There is no rule allowing a legal entity to incur debts to a particular maximum amount. Art. 2:108a DCC specifies, however, that if the equity capital of a company limited by shares falls below half the amount of the paid-up capital of the share capital, a shareholders meeting must be convened. The level of the debts incurred, however, is directly linked to the financial policy that has been pursued. In a private-law entity, the issue may arise in the framework of approval of management (discharge). In a public-law context, it depends on the applicable law. In a decentralized state structure, repressive supervision may play a role here as regards public entities (see question 2): a decision to incur a large debt may be reversed on the basis of its being Aincompatible with public policy if the law (for instance, the Province or Municipalities Acts) so provides.

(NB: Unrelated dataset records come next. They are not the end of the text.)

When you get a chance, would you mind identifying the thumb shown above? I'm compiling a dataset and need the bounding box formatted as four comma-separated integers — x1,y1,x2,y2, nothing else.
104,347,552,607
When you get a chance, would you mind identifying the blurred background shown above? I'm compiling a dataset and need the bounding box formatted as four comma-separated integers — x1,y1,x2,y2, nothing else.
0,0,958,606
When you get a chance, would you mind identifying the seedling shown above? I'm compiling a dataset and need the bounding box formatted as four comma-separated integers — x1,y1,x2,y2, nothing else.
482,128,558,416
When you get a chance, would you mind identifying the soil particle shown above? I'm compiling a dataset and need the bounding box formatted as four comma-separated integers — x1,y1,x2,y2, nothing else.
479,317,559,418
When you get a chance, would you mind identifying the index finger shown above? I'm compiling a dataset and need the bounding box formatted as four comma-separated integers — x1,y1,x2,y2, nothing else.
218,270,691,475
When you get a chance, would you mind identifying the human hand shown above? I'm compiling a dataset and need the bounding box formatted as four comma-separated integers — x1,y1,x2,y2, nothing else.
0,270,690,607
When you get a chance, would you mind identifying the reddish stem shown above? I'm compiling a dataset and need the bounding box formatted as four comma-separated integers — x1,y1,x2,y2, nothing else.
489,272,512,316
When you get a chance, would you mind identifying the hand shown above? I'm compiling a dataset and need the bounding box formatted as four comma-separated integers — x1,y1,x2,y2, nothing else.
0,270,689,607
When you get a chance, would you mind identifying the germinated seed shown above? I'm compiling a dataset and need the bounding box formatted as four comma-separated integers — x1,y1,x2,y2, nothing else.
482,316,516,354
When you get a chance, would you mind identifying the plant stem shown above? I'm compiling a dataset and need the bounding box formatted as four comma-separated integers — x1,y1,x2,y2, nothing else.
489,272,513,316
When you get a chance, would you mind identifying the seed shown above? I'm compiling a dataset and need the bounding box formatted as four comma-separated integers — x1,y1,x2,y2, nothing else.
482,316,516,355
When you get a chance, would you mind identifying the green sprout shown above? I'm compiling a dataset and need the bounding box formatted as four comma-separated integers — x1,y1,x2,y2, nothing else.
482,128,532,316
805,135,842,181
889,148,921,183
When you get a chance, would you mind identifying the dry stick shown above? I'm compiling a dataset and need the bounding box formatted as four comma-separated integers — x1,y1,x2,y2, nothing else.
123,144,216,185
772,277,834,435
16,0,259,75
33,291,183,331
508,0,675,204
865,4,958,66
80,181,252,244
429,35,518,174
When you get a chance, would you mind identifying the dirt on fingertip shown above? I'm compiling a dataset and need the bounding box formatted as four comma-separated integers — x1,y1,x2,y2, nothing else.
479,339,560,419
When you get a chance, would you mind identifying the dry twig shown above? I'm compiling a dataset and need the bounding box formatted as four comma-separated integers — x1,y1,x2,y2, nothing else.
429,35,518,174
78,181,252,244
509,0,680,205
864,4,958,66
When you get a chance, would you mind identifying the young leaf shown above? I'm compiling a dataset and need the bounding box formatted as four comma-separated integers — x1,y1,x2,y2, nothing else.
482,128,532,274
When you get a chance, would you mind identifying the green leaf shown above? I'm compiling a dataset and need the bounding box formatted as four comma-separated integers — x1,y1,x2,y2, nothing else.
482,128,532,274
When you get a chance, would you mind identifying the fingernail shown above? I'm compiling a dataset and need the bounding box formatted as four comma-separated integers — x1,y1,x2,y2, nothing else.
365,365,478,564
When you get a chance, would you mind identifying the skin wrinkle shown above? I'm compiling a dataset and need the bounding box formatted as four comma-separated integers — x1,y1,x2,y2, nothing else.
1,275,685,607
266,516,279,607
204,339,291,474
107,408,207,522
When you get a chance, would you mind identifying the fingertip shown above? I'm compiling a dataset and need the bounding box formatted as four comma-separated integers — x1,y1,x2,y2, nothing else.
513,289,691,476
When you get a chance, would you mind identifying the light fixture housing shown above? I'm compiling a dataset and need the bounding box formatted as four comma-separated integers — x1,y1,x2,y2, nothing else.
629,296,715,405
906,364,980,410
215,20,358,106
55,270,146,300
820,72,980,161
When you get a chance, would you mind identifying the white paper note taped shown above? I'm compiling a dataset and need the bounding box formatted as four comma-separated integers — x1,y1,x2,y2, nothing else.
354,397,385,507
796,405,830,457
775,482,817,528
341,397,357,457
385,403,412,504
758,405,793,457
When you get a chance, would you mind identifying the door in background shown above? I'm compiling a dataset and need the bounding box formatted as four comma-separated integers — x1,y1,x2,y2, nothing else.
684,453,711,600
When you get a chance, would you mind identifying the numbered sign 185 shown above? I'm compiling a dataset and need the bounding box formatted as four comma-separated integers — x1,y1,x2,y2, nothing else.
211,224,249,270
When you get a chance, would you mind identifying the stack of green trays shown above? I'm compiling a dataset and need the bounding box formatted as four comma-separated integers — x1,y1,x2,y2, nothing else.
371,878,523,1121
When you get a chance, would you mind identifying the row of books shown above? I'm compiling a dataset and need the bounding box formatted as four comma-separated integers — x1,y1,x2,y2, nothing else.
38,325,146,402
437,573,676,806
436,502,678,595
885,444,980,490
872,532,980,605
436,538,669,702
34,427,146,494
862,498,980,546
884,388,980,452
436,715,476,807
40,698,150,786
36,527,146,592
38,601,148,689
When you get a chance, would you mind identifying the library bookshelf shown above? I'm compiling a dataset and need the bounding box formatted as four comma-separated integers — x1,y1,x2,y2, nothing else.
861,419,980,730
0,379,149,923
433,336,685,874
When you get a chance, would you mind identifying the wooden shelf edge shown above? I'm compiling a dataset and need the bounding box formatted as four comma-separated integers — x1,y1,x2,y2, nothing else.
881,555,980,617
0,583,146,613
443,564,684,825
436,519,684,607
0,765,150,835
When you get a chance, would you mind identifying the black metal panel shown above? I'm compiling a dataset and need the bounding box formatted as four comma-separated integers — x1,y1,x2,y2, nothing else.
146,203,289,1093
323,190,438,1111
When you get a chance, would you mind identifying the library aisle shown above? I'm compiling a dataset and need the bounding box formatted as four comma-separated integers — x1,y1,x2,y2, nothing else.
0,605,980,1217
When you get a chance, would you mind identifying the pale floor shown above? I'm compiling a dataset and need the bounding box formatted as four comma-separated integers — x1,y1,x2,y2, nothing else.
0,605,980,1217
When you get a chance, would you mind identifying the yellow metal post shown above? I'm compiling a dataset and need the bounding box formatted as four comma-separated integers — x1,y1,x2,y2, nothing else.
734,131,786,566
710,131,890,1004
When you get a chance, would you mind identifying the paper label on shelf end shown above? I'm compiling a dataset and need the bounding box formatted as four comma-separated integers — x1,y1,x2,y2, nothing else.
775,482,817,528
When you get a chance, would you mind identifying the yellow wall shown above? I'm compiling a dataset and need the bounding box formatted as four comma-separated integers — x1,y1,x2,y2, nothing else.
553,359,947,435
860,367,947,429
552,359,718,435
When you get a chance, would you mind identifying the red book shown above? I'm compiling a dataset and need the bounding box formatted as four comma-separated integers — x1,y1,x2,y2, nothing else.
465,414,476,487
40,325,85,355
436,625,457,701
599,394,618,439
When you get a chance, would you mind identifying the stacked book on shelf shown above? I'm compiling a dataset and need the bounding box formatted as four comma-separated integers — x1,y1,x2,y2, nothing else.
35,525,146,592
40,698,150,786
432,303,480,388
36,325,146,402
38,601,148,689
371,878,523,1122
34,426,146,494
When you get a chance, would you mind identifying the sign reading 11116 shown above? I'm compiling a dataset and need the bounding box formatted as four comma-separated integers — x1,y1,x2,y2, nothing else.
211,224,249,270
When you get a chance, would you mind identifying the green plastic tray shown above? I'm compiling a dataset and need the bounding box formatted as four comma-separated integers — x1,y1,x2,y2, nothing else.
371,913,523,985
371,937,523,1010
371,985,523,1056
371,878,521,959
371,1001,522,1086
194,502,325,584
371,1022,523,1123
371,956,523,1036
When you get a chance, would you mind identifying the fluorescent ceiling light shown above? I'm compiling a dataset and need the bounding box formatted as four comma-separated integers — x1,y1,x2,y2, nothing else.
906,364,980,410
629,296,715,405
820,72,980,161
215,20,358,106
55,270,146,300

It must be observed that this reversal `only' holds for the future and that the right to total annulment is used very sparingly.[25] Of course, it is also possible that a right of approval has been laid down in a special legal provision (preventive supervision). This instrument, too, is used sparingly to prevent the government from becoming an unreliable partner.

 

5. What are the safeguards to ensure that an entity does not become insolvent (internal audit; external audit; control by a State authority such as a comptrol≠ler)?

Every legal entity has the duty to render an account of the policy pursued. This holds for entities governed by private law pursuant to the applicable provisions in Book 2 DCC and those governed by public law on the basis of the law applying to their institution or the Governments Account Act. However, this duty may serve to signal financial problems but it does not solve them. In only one case can the State help: if a municipality has financial problems. Pursuant to Art. 12 Financial Relations Act, ministers can award a municipality in financial distress an extra benefit from the Municipa≠lities Fund (a state fund for municipalities). Many provisions are involved, the effect being that the municipality is basically placed under tutelage and more or less administered by the Ministry of the Interior. In the Netherlands, five municipalities currently have Art. 12 status. However, this instrument only applies to municipalities. As regards private-law entities, this is not an option, nor is it in the rest of the decentralized structure of the state (e.g., provinces and water control boards).

 

6. As from what time is an entity to be considered as insolvent; is it necessary that the financial difficulties are of a long-term nature or of a structural nature?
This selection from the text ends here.